The order says that SeaQuest applied for a pet animal care facility license on May 9 and asked for an exemption to the requirement until the license was issued. That request was denied, as was the application for the license. But the order says that SeaQuest continued operating without a license in violation of Colorado statute.

Among the things SeaQuest needed to do in order to come into compliance was the reduce the number of birds at the facility to below 30.

A spokesperson for SeaQuest told Denver7 Tuesday the company removed parakeets from the facility to get under that number in order to come into compliance.

“We immediately complied and are currently in full compliance with no outstanding requirements. All aviaries, bird shows and all other interactions remain open to guests without interruption,” said Kayla Rambo of PR company Revenue Media Group, whose client is SeaQuest.

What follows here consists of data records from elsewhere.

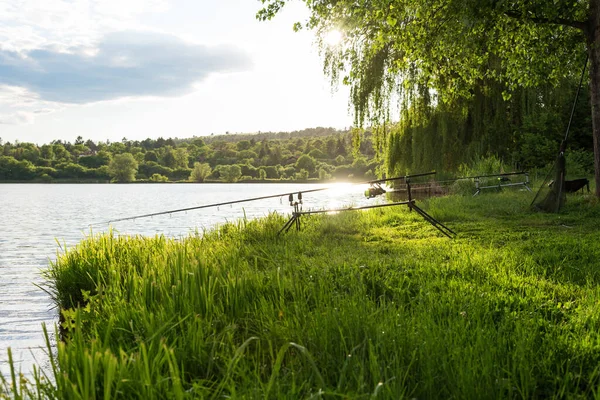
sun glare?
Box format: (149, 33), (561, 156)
(324, 29), (342, 46)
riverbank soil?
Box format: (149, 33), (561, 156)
(3, 191), (600, 399)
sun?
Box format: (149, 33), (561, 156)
(323, 29), (343, 46)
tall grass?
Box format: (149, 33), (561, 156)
(0, 192), (600, 399)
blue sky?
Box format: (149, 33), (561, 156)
(0, 0), (352, 144)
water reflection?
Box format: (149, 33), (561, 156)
(0, 184), (383, 375)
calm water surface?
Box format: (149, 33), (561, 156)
(0, 183), (378, 375)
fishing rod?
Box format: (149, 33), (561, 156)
(90, 171), (435, 226)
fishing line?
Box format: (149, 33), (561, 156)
(89, 171), (435, 227)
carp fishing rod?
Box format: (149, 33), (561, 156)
(95, 171), (436, 226)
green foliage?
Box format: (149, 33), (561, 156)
(296, 154), (317, 175)
(258, 168), (267, 181)
(0, 156), (35, 180)
(219, 165), (242, 182)
(108, 153), (138, 182)
(0, 128), (373, 181)
(148, 174), (169, 182)
(190, 162), (212, 182)
(9, 193), (600, 399)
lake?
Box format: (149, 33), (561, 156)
(0, 183), (383, 376)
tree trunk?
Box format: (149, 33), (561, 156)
(586, 0), (600, 197)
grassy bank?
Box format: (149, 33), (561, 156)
(4, 191), (600, 399)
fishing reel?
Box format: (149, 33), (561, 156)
(365, 182), (386, 199)
(288, 192), (302, 207)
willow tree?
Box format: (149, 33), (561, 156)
(257, 0), (600, 197)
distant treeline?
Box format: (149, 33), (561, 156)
(0, 128), (378, 182)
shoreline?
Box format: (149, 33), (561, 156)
(0, 192), (600, 398)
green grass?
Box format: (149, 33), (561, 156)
(0, 191), (600, 400)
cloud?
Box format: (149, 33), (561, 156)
(0, 111), (34, 125)
(0, 31), (251, 104)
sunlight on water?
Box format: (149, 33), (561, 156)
(0, 183), (383, 375)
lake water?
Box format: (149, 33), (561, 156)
(0, 183), (382, 376)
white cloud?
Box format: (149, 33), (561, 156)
(0, 32), (251, 104)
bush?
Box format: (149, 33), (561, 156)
(149, 174), (169, 182)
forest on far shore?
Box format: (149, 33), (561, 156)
(0, 128), (379, 182)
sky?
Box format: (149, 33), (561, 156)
(0, 0), (352, 144)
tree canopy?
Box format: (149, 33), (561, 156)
(108, 153), (138, 182)
(257, 0), (600, 195)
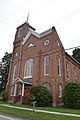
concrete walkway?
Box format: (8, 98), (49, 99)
(0, 104), (80, 117)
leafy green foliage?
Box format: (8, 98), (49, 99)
(30, 86), (51, 106)
(62, 82), (80, 108)
(0, 52), (12, 92)
(72, 48), (80, 63)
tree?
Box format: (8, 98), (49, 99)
(0, 52), (12, 92)
(28, 86), (51, 106)
(72, 48), (80, 63)
(62, 82), (80, 108)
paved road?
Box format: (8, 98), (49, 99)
(0, 114), (21, 120)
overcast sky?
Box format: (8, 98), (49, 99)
(0, 0), (80, 59)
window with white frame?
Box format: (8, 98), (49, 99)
(58, 84), (62, 98)
(24, 59), (33, 78)
(43, 83), (49, 89)
(57, 56), (61, 76)
(18, 27), (22, 38)
(44, 55), (49, 75)
(13, 64), (17, 80)
(66, 63), (69, 79)
(11, 86), (14, 96)
(74, 67), (76, 81)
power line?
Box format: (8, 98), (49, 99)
(0, 0), (31, 23)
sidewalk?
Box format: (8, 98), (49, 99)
(0, 104), (80, 117)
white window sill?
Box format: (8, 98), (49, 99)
(24, 76), (32, 79)
(44, 74), (49, 76)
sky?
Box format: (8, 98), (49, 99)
(0, 0), (80, 60)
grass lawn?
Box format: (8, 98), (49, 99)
(0, 102), (80, 120)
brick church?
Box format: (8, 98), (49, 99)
(6, 22), (80, 106)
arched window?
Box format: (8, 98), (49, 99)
(43, 83), (49, 89)
(13, 64), (17, 80)
(73, 67), (76, 81)
(58, 84), (62, 98)
(24, 59), (33, 78)
(57, 56), (61, 76)
(44, 55), (49, 75)
(66, 63), (69, 79)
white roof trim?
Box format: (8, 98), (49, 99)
(22, 28), (52, 45)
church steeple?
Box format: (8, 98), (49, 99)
(26, 12), (29, 24)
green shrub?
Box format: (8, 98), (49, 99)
(62, 82), (80, 108)
(29, 86), (51, 106)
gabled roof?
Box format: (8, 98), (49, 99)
(17, 22), (35, 30)
(22, 28), (52, 45)
(14, 78), (32, 85)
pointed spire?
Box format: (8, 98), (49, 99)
(26, 12), (29, 24)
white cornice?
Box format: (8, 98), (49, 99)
(22, 28), (52, 45)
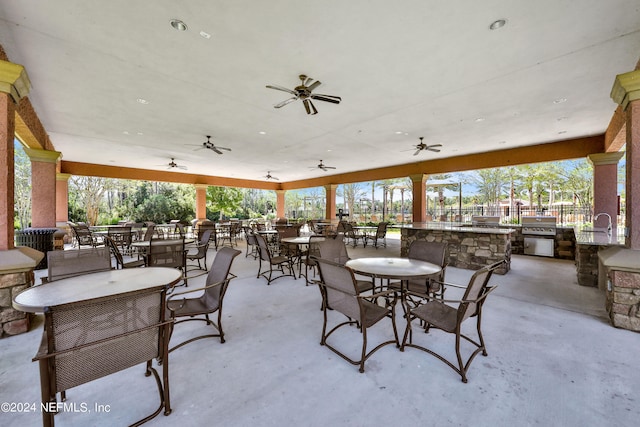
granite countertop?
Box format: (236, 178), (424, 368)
(574, 227), (624, 246)
(389, 222), (515, 234)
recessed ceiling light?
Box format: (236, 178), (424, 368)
(489, 19), (507, 30)
(169, 19), (187, 31)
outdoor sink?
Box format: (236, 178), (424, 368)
(580, 227), (607, 233)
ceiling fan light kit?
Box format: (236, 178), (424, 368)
(267, 74), (342, 115)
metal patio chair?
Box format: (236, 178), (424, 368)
(104, 236), (145, 269)
(167, 247), (240, 351)
(400, 261), (502, 383)
(317, 258), (400, 372)
(186, 230), (211, 271)
(256, 234), (296, 285)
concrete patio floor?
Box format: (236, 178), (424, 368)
(0, 237), (640, 427)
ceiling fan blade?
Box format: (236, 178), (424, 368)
(267, 85), (298, 96)
(273, 96), (298, 108)
(305, 99), (318, 114)
(311, 95), (342, 104)
(307, 80), (322, 92)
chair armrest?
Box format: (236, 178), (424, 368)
(167, 279), (225, 301)
(356, 290), (398, 299)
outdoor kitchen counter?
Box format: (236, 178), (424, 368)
(574, 227), (624, 289)
(394, 222), (515, 274)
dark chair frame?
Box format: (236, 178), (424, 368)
(316, 258), (400, 373)
(256, 234), (296, 285)
(185, 230), (212, 271)
(104, 236), (146, 269)
(365, 222), (389, 249)
(167, 247), (240, 352)
(400, 261), (504, 383)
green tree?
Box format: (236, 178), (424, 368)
(13, 141), (31, 230)
(207, 186), (244, 219)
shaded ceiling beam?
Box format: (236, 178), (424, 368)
(60, 134), (605, 190)
(60, 160), (280, 190)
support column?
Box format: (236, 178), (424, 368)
(194, 184), (209, 219)
(0, 92), (16, 251)
(24, 147), (60, 227)
(588, 152), (624, 235)
(409, 173), (427, 222)
(611, 70), (640, 250)
(625, 100), (640, 250)
(56, 173), (71, 226)
(276, 190), (287, 218)
(324, 184), (338, 221)
(0, 57), (31, 251)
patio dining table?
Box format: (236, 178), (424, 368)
(13, 267), (181, 426)
(345, 257), (442, 312)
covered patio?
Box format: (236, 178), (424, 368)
(0, 236), (640, 427)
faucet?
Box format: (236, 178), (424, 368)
(593, 212), (611, 235)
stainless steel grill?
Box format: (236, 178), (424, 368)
(522, 216), (556, 236)
(522, 216), (556, 257)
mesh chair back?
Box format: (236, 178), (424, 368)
(143, 224), (156, 242)
(201, 246), (240, 307)
(376, 222), (389, 239)
(256, 234), (271, 262)
(47, 247), (111, 282)
(317, 238), (349, 264)
(107, 225), (131, 247)
(147, 239), (184, 268)
(45, 289), (165, 392)
(316, 258), (361, 320)
(458, 262), (502, 323)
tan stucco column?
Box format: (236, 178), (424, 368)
(24, 147), (60, 227)
(276, 190), (287, 218)
(588, 152), (624, 233)
(409, 173), (427, 222)
(56, 173), (71, 226)
(324, 184), (338, 221)
(0, 58), (31, 251)
(194, 184), (209, 219)
(611, 70), (640, 250)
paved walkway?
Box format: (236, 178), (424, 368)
(0, 239), (640, 427)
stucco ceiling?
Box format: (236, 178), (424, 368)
(0, 0), (640, 181)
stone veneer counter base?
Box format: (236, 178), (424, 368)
(395, 223), (515, 274)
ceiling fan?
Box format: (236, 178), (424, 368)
(264, 171), (280, 181)
(188, 135), (231, 154)
(310, 160), (335, 172)
(406, 136), (442, 156)
(158, 157), (187, 170)
(267, 74), (342, 114)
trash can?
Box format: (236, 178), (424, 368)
(15, 228), (58, 270)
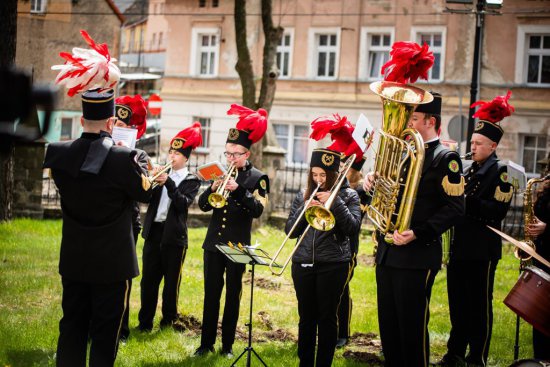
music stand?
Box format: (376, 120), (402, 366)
(216, 245), (281, 367)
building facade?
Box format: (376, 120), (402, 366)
(161, 0), (550, 175)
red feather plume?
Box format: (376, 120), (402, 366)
(382, 42), (435, 83)
(227, 103), (267, 144)
(470, 90), (515, 124)
(309, 113), (363, 162)
(115, 94), (147, 139)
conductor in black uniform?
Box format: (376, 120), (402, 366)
(44, 90), (149, 367)
(440, 94), (513, 366)
(195, 105), (269, 357)
(364, 93), (464, 367)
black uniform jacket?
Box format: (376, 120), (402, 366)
(199, 162), (269, 251)
(142, 174), (201, 248)
(376, 140), (464, 270)
(534, 188), (550, 274)
(451, 154), (513, 260)
(44, 133), (150, 283)
(285, 182), (361, 264)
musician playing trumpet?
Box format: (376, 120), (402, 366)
(138, 122), (202, 332)
(195, 104), (269, 357)
(285, 124), (361, 366)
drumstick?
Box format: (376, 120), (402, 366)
(487, 226), (550, 267)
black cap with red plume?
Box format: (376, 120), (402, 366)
(226, 104), (267, 149)
(470, 91), (515, 143)
(170, 121), (202, 158)
(115, 94), (147, 139)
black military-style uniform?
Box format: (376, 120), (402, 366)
(199, 162), (269, 350)
(138, 173), (200, 330)
(338, 185), (371, 339)
(44, 132), (150, 367)
(375, 140), (464, 367)
(447, 154), (513, 365)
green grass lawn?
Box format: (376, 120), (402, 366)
(0, 219), (532, 367)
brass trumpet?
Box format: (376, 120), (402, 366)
(141, 161), (172, 191)
(208, 163), (239, 209)
(269, 154), (355, 276)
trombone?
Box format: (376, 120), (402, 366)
(208, 163), (239, 209)
(269, 154), (355, 276)
(141, 161), (172, 191)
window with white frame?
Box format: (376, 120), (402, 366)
(313, 32), (340, 79)
(526, 33), (550, 84)
(193, 116), (210, 148)
(413, 30), (445, 82)
(273, 124), (309, 164)
(277, 31), (292, 79)
(191, 28), (219, 77)
(31, 0), (48, 13)
(522, 135), (547, 176)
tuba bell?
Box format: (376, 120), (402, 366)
(367, 81), (433, 243)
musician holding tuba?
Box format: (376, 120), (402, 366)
(285, 123), (362, 366)
(364, 42), (464, 367)
(441, 92), (514, 366)
(138, 122), (202, 332)
(527, 155), (550, 361)
(195, 104), (269, 357)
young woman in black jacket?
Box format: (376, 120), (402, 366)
(285, 149), (361, 367)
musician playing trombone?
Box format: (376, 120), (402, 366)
(364, 93), (464, 367)
(195, 104), (269, 358)
(138, 122), (202, 332)
(285, 145), (361, 367)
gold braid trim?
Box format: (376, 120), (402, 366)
(495, 186), (514, 203)
(441, 176), (464, 196)
(253, 190), (268, 208)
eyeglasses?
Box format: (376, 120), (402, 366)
(223, 152), (246, 158)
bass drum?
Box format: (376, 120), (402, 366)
(504, 266), (550, 336)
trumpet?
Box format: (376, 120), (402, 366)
(269, 154), (355, 276)
(141, 161), (172, 191)
(208, 163), (239, 209)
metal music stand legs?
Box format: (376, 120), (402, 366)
(231, 261), (267, 367)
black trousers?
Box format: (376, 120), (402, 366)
(447, 257), (498, 365)
(376, 265), (437, 367)
(338, 253), (357, 339)
(120, 225), (141, 339)
(138, 223), (187, 329)
(56, 277), (128, 367)
(201, 250), (246, 348)
(292, 262), (351, 367)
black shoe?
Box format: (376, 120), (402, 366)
(435, 354), (466, 367)
(220, 347), (234, 359)
(336, 338), (348, 349)
(137, 324), (153, 333)
(193, 345), (214, 357)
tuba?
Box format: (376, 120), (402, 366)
(208, 163), (239, 209)
(367, 81), (433, 243)
(514, 175), (550, 261)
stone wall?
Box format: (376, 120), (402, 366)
(13, 142), (45, 218)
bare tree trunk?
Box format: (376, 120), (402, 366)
(0, 0), (17, 221)
(235, 0), (257, 109)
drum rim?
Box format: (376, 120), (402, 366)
(525, 265), (550, 282)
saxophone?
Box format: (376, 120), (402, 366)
(514, 175), (550, 261)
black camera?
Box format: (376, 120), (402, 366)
(0, 68), (57, 149)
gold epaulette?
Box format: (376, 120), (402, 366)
(495, 186), (514, 203)
(441, 176), (464, 196)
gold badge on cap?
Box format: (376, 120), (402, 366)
(116, 106), (130, 120)
(474, 121), (485, 131)
(229, 129), (239, 140)
(172, 139), (183, 149)
(321, 153), (334, 167)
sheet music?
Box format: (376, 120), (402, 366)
(111, 126), (137, 149)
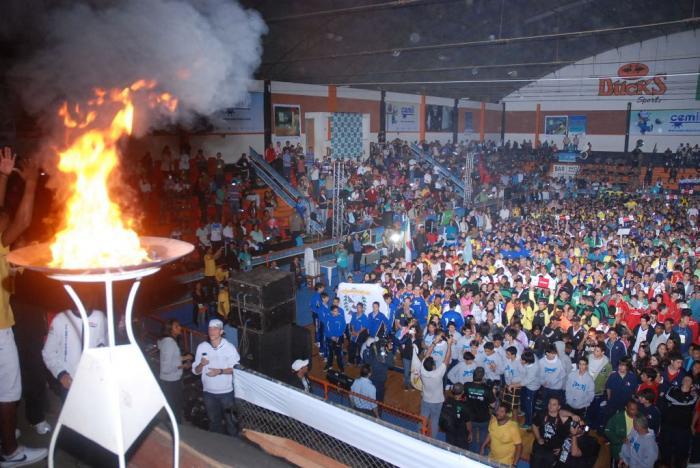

Denver7 talked to SeaQuest CEO Vince Covin via Skype. His full interview can be viewed in the player below:

But a state Department of Agriculture spokesperson said Tuesday afternoon that the company’s claims it was now in compliance were not true.

“This statement is not fully accurate.  As of the time of their last inspection, Seaquest was not in full compliance. Sequest was required, not requested, to comply with the Cease and Desist Order. It is also important to note that being in compliance with the Cease and Desist Order does not equate to being in compliance with all PACFA rules and regulations,” Department of Agriculture Division Director Hollis Glenn said in a statement to Denver7. He said that PACFA “will continue to inspect this facility to ensure compliance with the Cease and Desist Order, and to ensure the safety of the birds at the facility.”

SeaQuest opened earlier this year as part of a makeover at the mall. It shows off animals from around the world, including otters, lobsters, stingrays, birds and caimans, among others. The company has similar facilities in Fort Worth, Texas, Las Vegas and Layton, Utah.

This is a developing story and will be updated.